We speak with a number of different energy, broadband, TV and home emergency providers across the UK. We prefer to add our personal touch, so we'd love you to give a call so we can discuss your options. This will also allow our experts to make sure you understand everything that you're doing. Become empowered by savings and make a positive change for the planet at the same time with our green energy tariffs
Frequently asked questions
Experts suggest that switching your energy tariff once every 1 or 2 years, depending on the length of your fixed deal, will help you avoid paying inflated costs for being on a Standard Variable Tariff (SVT), which is where you'll generally end up should your tariff expire. In Q1 2021, 10% of customers switching with Utility Switchboard saved at least £180 on their annual energy bills. For a few minutes of your time, that sure is a lot of money!
Switching also gives you complete freedom over what your preferences are when it comes to your energy. If you want green energy, a flexible tariff, you like a particular company's ethos, or whatever it is that you want, switching allows you to get that.

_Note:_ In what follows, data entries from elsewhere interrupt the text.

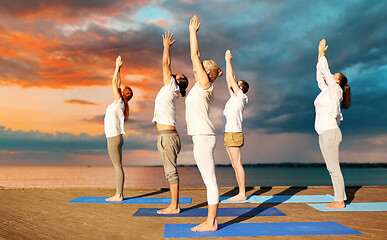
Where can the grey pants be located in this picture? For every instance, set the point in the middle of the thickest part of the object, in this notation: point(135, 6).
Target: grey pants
point(168, 144)
point(329, 144)
point(115, 153)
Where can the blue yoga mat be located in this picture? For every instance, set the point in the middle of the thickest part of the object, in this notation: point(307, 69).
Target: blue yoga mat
point(135, 200)
point(367, 207)
point(202, 212)
point(261, 229)
point(283, 199)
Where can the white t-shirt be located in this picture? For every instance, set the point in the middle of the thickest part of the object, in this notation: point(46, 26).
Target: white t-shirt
point(327, 103)
point(114, 119)
point(165, 109)
point(197, 110)
point(233, 112)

A unit rate is the amount that you will pay for every kilowatt hour (kWh) of electricity or gas that you consume. This will generally be in pence and will be calculated by multiplying your usage by your unit rate. All energy tariffs in the UK are equipped with a unit rate and will be displayed as "Xp per kWh".

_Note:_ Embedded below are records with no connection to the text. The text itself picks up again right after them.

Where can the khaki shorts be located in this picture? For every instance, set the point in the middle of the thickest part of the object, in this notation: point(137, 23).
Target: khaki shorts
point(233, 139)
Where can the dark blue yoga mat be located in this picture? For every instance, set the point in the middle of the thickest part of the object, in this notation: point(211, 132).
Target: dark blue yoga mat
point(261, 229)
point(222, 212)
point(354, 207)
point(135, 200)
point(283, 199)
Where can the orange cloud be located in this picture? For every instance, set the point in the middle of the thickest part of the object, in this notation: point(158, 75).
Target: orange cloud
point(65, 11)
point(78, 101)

There's no hard or fast answer to that question without looking at the exact tariff that you are on. There's a common myth that suggests that if you are on a fixed tariff, you will have exit fees. This isn't always the case, in fact increasingly so, energy suppliers are removing exit fees from their tariffs to allow more freedom for their customers. Before you switch, though, it is important that you look at your tariff information (you can do this on a recent bill) to see if your tariff includes exit fees. If you do, these will usually be around £30-50 per fuel.
If you are responsible for paying the energy bills, no matter what your homeowner status you are legally permitted to switch energy supplier and/or tariff. If your landlord has a preference or is demanding that you remain with a specific supplier and/or tariff, you are not obligated to do so. You may, however, need to return your supplier to the original/preffered option when you end your tenancy.
If your landlord is the one who pays your energy supplier directly, then you do not have the right to switch supplier/tariff. If you wish to do so, you'd need to speak with your landlord and request that they do this, however, they are under no obligation to do so.
If you receive the Guaranteed Credit element of Pension Credit, meaning you're in the core group, the Department of Work and Pensions (DWP) will write to you to let you know that you're eligible for the Warm Home Discount and you should then receive the funds automatically. This is still the case if you switch provider.
If, however, you are in the broader group and you switch provider during the application process, you will likely have to reapply for the scheme with your new company. Please note that not all energy supplier take part in the Warm Home Discount scheme, so be careful that you choose a supplier who can offer you the discount if you are interested in receiving it.